Ao ver o filho sorrindo, começa a contar algumas histórias do filho, de quando ele estava bem. De suas brincadeiras, de uma dança do sapo que ele inventou. Emociona-se algumas vezes. A técnica ouve sempre em silêncio e a reconforta com algumas palavras.

Quando o menino acorda a técnica pergunta se ele se lembra do sonho. Ele, com os olhos fixos em algum lugar que não sabemos definir, sequer pisca.

A mãe chega e pergunta se ele sonhou com uma menina da escola que ele frequentava e parecia gostar dela. De repente, ele sorri levemente. Interagiu! Que bom!

Mas são pequenas imersões na realidade. Não é o normal.

Parecendo que nos sonhos seu espírito se liberta, aproveitando a melhor parte cerebral para a partir dai se mostrar visivelmente na face, nos músculos da boca permitindo sorrisos, gargalhadas, coisa que não consegue mais no estado de vigília (pois aí o corpo é quem mais domina e não tanto o espírito (teorias espíritas)), devido às várias atrofias nos membros em geral ocasionadas pela doença e à falta de uso dos músculos.

A mãe guarda o Tablet na caixa até hoje e fala da esperança de vê-lo usar, pois era um menino muito aplicado na escola.
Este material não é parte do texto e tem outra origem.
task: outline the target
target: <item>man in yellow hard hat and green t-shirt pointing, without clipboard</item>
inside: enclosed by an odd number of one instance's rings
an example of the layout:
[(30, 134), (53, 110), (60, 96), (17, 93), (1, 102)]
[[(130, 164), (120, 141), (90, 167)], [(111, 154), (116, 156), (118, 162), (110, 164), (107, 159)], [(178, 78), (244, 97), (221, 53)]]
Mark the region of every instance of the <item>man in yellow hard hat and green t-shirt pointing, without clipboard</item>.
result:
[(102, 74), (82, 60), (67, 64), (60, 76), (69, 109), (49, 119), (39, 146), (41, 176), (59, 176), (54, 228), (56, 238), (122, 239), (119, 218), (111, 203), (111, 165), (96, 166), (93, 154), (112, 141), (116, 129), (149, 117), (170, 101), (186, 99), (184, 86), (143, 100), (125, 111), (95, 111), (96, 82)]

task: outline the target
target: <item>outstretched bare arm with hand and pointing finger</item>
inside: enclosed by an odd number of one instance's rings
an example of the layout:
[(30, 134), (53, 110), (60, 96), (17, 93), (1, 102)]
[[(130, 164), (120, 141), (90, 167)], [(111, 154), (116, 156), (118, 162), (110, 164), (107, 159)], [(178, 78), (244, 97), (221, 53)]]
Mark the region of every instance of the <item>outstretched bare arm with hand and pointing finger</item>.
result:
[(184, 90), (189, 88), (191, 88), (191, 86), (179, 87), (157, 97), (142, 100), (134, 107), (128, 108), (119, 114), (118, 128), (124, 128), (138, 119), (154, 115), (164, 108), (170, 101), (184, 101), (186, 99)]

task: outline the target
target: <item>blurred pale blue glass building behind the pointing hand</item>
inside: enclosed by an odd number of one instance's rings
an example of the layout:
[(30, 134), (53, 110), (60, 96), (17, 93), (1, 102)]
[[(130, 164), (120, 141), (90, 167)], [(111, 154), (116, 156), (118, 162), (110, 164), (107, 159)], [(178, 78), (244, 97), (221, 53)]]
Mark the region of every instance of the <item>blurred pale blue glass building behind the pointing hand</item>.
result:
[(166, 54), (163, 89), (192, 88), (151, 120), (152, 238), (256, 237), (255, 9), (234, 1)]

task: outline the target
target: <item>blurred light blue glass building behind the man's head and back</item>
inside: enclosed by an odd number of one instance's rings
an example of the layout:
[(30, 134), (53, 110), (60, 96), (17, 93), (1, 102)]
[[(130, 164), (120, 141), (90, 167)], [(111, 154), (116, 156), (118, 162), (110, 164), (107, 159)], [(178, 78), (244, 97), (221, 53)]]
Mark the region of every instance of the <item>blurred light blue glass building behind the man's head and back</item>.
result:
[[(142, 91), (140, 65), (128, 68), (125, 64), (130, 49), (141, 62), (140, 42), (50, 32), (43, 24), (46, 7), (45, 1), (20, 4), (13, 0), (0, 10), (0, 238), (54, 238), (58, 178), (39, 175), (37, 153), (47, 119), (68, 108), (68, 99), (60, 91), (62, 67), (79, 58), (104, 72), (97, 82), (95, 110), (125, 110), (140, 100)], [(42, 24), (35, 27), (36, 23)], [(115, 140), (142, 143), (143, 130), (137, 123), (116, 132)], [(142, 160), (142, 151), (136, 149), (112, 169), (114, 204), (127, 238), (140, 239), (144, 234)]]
Arrepende-se de ter guardado para entregar no dia do aniversário, pois hoje, apesar de tê-lo entregue, ele já não pode fazer uso.

No seu espírito esperançoso de mãe, carrega consiga esse fardo (será?) de uma doença cruel que não escolhe as suas vítimas. De qualquer classe social.

Por sorte (ou não) ele não faz parte da maioria absoluta do povo brasileiro que depende do SUS para morrer mais rapidamente. Vamos torcer para que o quadro se reverta. Improvável, mas nada é impossível, isso tenho aprendido nesta vida.